Foolproof MP3 validation?

Reply #8
I agree with the other posters here and would like to summarize the suggestions:

(1) recognize the "usual trash" in front of the MP3 data and skip it. ID3V2 tags and WAV headers are most common. ID3V2 has a size field for this purpose. WAV files must be interpreted using a "chunk parser", the MP3 data is situated inside the "data" chunk.

(2) "unknown trash" in front of the MP3 data should be skipped by searching for an MPEG frame header (byte-wise scan)

(3) to recognize false positive matches from step (2), calculate the frame size from the header and look for a second frame header right after the first frame. that second frame header must have the same basic properties (MPEG version, layer, sampling frequency, number of channels) as the first header.

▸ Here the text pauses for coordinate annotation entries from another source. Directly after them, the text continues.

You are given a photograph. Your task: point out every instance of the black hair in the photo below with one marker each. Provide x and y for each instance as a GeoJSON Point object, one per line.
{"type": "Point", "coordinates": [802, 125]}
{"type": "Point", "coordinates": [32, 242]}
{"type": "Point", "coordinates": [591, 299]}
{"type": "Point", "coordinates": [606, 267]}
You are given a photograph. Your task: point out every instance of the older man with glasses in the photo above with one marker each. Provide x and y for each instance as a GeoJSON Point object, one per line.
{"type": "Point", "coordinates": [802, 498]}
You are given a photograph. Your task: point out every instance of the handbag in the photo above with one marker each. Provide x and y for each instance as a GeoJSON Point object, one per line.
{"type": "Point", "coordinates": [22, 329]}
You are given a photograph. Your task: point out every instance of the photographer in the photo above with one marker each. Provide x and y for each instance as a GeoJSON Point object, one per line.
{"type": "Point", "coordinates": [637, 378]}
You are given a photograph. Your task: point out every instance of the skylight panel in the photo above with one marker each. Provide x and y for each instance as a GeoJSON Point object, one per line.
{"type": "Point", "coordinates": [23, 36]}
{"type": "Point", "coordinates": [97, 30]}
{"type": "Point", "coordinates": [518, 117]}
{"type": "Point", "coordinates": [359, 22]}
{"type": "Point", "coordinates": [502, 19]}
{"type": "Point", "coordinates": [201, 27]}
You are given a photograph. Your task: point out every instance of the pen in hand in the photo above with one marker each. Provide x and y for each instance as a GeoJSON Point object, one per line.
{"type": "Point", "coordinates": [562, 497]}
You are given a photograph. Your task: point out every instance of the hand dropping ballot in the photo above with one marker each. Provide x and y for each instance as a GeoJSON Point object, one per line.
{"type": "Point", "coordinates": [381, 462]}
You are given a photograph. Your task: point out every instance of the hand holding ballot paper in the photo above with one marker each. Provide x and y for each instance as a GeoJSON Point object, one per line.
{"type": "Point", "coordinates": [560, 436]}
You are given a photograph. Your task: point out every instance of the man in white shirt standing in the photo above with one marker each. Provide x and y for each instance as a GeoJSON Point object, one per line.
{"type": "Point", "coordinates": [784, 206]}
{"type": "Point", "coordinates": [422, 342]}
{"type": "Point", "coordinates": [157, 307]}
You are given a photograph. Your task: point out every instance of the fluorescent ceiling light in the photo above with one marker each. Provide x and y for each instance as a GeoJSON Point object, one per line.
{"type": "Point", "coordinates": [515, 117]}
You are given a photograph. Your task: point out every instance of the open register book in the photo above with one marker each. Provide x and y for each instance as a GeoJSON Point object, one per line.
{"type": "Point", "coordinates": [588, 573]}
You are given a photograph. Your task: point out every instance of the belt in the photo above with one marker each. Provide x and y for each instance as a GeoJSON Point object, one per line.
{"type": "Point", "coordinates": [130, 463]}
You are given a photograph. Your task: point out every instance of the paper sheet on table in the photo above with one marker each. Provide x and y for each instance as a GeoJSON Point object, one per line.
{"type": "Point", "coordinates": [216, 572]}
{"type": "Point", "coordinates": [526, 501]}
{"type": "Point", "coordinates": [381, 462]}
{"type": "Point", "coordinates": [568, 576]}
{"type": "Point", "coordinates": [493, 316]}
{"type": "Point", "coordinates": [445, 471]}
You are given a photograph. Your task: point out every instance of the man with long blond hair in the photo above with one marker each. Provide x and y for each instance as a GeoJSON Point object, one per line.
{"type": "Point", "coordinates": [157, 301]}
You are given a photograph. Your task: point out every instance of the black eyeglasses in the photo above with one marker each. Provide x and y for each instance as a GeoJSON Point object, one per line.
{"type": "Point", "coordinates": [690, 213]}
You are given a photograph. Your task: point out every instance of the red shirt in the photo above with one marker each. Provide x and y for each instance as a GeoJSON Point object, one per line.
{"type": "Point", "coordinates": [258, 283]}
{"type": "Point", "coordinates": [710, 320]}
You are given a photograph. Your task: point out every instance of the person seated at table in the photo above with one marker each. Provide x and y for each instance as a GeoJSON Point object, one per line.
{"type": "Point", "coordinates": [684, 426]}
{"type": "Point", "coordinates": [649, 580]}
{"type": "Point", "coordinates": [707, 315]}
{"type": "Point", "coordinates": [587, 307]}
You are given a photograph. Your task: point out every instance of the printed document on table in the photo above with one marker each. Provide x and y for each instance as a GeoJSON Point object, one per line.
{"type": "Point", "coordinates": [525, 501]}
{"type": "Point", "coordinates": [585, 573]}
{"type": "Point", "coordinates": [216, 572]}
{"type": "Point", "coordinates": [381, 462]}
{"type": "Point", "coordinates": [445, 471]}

(4) if a false positive match was recognized in step (3) then go back to step (2). scan a few KBytes (not much needed) of the file before you give up and say "not an MP3 file".

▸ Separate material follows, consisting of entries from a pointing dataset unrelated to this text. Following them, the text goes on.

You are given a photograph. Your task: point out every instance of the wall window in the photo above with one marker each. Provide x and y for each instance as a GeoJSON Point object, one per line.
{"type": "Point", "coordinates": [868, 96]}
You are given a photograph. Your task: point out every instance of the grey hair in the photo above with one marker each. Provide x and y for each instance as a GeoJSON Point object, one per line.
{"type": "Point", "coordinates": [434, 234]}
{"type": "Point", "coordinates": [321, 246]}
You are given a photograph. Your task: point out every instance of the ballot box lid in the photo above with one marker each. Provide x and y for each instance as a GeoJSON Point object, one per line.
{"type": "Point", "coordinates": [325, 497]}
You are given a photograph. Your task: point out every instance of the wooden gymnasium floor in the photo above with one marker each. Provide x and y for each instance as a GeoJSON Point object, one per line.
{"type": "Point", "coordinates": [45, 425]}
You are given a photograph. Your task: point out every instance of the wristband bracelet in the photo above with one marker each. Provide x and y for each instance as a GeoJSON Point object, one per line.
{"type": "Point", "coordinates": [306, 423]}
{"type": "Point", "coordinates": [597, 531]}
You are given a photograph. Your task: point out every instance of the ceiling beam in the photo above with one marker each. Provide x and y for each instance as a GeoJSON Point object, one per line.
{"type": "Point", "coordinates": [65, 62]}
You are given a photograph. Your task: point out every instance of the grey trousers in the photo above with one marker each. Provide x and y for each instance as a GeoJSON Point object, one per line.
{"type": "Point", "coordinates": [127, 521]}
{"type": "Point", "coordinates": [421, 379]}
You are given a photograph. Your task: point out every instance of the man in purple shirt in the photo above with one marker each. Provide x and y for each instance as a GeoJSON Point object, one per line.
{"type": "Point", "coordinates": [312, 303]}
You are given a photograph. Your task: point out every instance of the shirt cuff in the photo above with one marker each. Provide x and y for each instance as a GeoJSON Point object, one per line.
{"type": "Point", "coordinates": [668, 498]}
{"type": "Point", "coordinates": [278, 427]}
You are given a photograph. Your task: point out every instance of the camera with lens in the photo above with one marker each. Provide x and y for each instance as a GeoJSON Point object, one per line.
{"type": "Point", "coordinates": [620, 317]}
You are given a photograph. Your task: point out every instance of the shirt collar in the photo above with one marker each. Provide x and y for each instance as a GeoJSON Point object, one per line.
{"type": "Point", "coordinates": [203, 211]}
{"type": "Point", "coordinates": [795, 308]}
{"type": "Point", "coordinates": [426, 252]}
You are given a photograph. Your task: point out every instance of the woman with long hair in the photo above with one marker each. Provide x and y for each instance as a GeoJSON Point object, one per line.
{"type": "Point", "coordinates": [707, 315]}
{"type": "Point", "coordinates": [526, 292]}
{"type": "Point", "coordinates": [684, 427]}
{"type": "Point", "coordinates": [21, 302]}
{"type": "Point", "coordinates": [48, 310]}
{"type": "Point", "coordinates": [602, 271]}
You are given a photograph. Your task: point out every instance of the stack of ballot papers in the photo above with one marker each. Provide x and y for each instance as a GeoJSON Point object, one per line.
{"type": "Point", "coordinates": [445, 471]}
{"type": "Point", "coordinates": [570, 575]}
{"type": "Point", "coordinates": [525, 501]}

The MP3 player program that I wrote a few years ago (for Amiga computers with Delfina DSP sound boards) uses the strategy descibed above. If you want to look at the source code you'll find it here:
http://ftp.uni-bremen.de/aminet/dirs/amine...ay/DelfMPEG.lha
The file handling part is written in C, not very "beautiful code" but it works... 


Foolproof MP3 validation?

Reply #10
Quote
I agree with the other posters here and would like to summarize the suggestions:

...

(4) if a false positive match was recognized in step (3) then go back to step (2). scan a few KBytes (not much needed) of the file before you give up and say "not an MP3 file".

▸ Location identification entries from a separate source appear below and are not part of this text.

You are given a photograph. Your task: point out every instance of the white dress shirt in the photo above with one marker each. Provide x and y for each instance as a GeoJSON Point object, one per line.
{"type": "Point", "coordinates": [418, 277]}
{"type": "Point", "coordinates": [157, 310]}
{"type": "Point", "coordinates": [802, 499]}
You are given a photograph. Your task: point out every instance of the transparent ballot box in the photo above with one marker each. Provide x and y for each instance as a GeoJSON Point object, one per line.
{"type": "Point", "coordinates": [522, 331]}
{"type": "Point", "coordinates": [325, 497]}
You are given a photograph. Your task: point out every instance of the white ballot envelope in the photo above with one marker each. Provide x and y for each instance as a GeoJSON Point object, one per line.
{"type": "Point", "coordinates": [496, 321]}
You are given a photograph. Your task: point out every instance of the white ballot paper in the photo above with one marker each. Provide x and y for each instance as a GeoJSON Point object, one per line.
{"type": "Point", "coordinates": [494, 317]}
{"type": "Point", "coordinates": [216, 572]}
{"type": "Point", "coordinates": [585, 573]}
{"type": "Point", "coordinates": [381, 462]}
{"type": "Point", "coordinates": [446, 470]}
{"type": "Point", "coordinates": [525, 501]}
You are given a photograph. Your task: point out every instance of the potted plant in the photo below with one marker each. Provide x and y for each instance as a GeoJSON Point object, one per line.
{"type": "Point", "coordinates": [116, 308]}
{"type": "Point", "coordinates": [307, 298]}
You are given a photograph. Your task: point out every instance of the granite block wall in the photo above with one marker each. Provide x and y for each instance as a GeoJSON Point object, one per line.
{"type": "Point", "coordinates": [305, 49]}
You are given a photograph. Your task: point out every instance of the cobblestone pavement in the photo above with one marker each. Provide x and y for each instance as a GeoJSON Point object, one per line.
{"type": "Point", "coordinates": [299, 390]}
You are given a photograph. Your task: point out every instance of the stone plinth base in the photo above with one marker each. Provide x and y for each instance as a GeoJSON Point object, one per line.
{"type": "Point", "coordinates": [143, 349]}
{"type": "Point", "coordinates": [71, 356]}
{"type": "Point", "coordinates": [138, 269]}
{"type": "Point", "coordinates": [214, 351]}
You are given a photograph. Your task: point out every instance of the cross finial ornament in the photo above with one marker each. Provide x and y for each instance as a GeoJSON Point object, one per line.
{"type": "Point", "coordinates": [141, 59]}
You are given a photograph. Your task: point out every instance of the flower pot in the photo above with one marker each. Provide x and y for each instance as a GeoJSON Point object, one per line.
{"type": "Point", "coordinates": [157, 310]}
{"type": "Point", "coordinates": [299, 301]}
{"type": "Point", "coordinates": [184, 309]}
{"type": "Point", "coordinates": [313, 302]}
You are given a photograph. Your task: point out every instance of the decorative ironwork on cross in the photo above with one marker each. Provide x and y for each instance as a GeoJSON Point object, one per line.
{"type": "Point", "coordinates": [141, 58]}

Thanks smack, very well put. This was my conclusion as well after reading the posts, but I hadn't gotten so far in formalizing it. It strikes me as being faster as well as the 'best guess' possible (at the cost of a little more intensive logic).

I'm curious as to why MP3 wouldn't have been designed with some identifying tag or byte/bit sequence at some pre-determined point in the file like RIFF/WAV has. This certainly makes it easy to identify programmatically. Was it out of a desire for flexibility, and/or to allow other data streams to be embedded within (or allow MP3 to be embedded), that they didn't do this?

Not terribly important, I guess, I was just curious.

Foolproof MP3 validation?

Reply #11
MP3s do have an identifying bit/byte sequence (well, a range of possible values fitting a certain pattern) that's at the beginning of each frame, and a song/clip is simply a number of frames appended to each other. The problem is that ID3v2 is stuffed at the beginning of the file which breaks that nice pattern, and that wouldn't be so bad if it wasn't for the fact that out of the dozens of ID3v2 taggers out there, several have managed to mangle the beginning of MP3s in different ways (usually manifested as garbage data left behind) - this is primarily what makes it difficult to reliably identify MP3s.

Foolproof MP3 validation?

Reply #12
Quote
I'm curious as to why MP3 wouldn't have been designed with some identifying tag or byte/bit sequence at some pre-determined point in the file like RIFF/WAV has

Because an "mp3 file" is not a container, but only a raw bitstream. Container for mpeg audio has only been defined in MPEG-4 (mp4 file format)

Foolproof MP3 validation?

Reply #13
Quote
Quote
I'm curious as to why MP3 wouldn't have been designed with some identifying tag or byte/bit sequence at some pre-determined point in the file like RIFF/WAV has

Because an "mp3 file" is not a container, but only a raw bitstream. Container for mpeg audio has only been defined in MPEG-4 (mp4 file format)

Ah. Makes better sense now. I guess I had never quite gotten that difference worked out before. Thanks for making it clear(er).